Jacob LaGesse, Editor-in-Chief

Whether it’s flying around the rink or gripping the wall, many in Clayton have come to appreciate the Shaw Park Ice Rink for its fun and sentimental value.

Clayton Parks and Recreation

Built in 1960, the ice rink was made to last for about 50 years, and 2015 is its 55th birthday. The age of the ice rink is a big issue to Clayton Alderman Alex Berger III. Because its old age, it is hard to find parts to replace those that break.

“You can only repair these machines to a point where you can’t get parts and parts have to be custom made,” Berger said. “It becomes a losing battle.”

According to Berger, replacing it is a must if Clayton still wants an ice rink. If the rink was to stay as it is, “at some point in time it would go away.”

A survey done by the city revealed that the majority of residents want to continue to have an ice rink in Clayton. For long-time residents, the rink holds much sentimental value. Clayton’s director of Parks and Recreation, Patty DeForrest, knows of this significance to the public.

“I think there are good memories for most families tied to the rink whether the adults use it much or not,” DeForrest said.

However, in April of 2014, a proposition to raise taxes to pay for a $12 million multipurpose facility that would replace the Shaw Park Ice Rink was declined by voters. They did not think that having a new rink was worth an increase in their taxes. Nevertheless, since then, Clayton’s Board of Aldermen has worked to build the new ice rink anyway.

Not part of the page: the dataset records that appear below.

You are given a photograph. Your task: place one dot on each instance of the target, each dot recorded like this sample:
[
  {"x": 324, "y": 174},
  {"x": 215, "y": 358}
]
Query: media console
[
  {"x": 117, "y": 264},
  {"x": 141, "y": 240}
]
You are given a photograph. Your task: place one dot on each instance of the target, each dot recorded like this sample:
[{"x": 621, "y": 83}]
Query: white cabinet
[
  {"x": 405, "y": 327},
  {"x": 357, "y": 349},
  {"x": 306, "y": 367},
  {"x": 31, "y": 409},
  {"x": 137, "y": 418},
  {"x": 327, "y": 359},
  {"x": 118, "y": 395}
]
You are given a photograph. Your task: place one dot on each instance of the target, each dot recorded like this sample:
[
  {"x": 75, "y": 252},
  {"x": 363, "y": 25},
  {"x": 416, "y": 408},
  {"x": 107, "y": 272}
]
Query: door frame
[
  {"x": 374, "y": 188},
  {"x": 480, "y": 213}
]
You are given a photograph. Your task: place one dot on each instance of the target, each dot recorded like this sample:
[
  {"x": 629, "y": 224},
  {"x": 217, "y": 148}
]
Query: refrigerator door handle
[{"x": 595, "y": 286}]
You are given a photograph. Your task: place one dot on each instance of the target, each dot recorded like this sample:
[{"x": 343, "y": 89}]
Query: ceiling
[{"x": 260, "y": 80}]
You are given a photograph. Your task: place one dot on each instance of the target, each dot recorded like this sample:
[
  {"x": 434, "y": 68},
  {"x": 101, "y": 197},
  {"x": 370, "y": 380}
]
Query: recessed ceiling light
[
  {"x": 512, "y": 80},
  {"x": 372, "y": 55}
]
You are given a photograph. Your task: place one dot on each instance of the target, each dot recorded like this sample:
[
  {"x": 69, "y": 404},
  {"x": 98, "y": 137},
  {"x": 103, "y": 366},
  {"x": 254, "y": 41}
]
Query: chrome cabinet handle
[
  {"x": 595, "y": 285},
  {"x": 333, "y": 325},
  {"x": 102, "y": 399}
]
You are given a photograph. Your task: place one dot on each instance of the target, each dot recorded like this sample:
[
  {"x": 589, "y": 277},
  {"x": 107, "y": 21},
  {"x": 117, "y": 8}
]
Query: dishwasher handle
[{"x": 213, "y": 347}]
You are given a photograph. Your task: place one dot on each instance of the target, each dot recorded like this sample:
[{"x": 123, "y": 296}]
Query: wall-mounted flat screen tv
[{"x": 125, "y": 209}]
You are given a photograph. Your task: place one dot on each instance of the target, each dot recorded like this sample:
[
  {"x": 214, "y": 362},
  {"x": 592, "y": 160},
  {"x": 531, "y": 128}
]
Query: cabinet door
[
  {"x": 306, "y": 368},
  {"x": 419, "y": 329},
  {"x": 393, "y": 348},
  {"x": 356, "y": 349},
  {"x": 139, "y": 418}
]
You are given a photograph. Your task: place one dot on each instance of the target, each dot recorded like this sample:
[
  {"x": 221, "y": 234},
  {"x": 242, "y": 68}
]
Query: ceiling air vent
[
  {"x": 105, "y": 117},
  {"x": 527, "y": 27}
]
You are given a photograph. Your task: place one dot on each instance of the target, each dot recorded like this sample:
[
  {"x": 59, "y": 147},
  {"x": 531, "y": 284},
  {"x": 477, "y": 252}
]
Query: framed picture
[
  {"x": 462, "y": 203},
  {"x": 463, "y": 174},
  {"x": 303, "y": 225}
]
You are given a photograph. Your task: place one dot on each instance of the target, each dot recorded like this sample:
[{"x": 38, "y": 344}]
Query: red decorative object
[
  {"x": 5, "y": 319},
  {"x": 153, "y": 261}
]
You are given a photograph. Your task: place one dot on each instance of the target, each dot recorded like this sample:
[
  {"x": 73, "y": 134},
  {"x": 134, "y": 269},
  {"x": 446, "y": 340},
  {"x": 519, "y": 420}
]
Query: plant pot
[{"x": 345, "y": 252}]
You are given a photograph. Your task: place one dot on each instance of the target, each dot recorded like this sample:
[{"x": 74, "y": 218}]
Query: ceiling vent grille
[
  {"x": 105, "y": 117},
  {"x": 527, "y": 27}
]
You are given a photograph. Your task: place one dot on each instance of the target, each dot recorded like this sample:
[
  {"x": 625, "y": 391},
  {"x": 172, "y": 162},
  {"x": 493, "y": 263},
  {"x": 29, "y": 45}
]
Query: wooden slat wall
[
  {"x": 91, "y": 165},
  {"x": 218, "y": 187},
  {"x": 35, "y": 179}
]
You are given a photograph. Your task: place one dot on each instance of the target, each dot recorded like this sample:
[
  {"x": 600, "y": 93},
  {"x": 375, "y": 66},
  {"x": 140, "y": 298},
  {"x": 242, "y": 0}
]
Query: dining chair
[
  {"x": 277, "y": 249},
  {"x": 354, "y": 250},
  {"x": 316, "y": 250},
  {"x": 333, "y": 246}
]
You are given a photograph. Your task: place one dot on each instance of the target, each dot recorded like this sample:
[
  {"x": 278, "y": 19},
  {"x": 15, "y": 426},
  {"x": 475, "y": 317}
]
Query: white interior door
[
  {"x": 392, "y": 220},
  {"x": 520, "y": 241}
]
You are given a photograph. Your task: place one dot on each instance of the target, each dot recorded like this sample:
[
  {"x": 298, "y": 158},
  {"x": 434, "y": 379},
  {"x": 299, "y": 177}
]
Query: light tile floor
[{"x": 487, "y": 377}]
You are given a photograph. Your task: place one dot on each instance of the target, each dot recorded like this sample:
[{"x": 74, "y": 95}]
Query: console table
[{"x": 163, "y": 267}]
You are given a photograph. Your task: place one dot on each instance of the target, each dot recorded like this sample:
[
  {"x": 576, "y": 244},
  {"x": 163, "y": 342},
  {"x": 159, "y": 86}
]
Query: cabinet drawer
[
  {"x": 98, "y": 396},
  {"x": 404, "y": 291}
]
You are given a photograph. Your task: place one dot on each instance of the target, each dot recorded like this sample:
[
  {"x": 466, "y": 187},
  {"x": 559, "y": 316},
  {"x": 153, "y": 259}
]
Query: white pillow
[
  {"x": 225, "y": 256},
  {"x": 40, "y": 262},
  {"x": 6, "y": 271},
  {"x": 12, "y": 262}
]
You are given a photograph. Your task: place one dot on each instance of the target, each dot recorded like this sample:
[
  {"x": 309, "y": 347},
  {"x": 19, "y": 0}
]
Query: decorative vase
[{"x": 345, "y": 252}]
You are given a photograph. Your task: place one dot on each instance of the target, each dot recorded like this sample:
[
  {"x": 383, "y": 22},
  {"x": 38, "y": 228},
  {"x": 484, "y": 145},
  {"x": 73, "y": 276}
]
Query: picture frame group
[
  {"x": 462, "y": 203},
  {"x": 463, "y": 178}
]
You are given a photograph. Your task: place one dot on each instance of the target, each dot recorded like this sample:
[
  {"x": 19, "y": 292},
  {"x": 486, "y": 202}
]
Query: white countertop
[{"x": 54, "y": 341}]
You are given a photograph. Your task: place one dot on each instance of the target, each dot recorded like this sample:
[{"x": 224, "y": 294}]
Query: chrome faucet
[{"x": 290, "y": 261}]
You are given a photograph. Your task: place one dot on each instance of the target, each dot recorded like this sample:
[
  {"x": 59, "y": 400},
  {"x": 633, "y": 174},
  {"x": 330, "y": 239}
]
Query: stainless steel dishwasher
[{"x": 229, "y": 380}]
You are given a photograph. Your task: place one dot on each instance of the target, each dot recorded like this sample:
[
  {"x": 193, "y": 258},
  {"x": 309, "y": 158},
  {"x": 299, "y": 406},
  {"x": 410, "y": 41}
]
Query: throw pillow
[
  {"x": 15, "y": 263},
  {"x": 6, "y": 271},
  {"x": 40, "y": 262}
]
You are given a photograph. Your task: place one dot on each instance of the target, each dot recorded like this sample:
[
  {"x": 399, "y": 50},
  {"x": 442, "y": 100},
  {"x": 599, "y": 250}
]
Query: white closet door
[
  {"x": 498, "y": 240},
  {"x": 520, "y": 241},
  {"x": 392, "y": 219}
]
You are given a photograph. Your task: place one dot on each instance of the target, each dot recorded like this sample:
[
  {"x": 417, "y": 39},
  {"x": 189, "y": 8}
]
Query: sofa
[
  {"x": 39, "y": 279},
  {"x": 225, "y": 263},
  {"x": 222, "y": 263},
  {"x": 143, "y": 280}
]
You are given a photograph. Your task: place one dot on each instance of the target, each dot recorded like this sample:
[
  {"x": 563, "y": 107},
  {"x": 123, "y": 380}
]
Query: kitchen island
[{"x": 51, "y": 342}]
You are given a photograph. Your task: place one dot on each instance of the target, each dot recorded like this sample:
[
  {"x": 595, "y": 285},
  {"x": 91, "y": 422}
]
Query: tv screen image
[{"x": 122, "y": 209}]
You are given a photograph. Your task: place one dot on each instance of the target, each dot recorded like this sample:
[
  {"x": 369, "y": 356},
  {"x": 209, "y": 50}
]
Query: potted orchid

While it may seem that the city is going against public interest, ex-alderman of Clayton and supporter of the new rink Michelle Harris disagrees.

“The current options being considered are not [the original plan],” Harris said. The plan for reconstruction has changed from the one voted against by citizens and the Board thinks that this will make a difference in the public’s view of the project.

The major difference between the plan that was declined by voters and the current plan is the subtraction of a roof. The original plans that were voted down included a roof above the rink allowing skaters to use the rink year-round. Because of this change, the price of the plan has decreased to $6 million. This new plan would not raise taxes.

“[The money] would come from existing funds,” DeForrest said.

An important feature of the new rink would be its size. The current ice rink is under regulation size for ice hockey and therefore is not used by CHS for its hockey teams. However, Clayton’s hockey teams could have the ability to use the new rink to practice and play games.

Winter sports would not be the only ones benefiting from the reconstruction of the rink. The ice-skating season lasts for about 3 months, from the end of November through the middle of February. The plans for the new ice rink, however, include turning it into a turf field that can be used for different sports or events throughout the rest of the year. Adding an extra field would benefit athletics in Clayton by reducing the demand for fields in Shaw Park by recreational teams.

“Opening up the field for usage is almost more important than the ice, because think about all the different teams that could use it and all the nine months of the year it would be available,” Harris said.

As the plan nears implementation, the final stages of the process will include public input. There will be several public forums held where residents can voice their opinions. Harris encourages people to go and talk about their views on the project.

“Community input is really important in Clayton, and people listen,” Harris said.

“The plan will be part of the ongoing agenda for the Parks and Recreation commission,” Berger said. Students can hope to see the new rink constructed by the start of the 2018 season.

While having a new ice rink is advantageous in many ways to the city and its residents, some will be sad to see the old rink go. The Shaw Park ice rink has been an iconic piece of Clayton history, and many residents have grown up around it.  

“Students’ fathers, mothers, grandfathers, grandmothers, aunts and uncles all benefitted from this great asset, as [the students] will,” Berger said.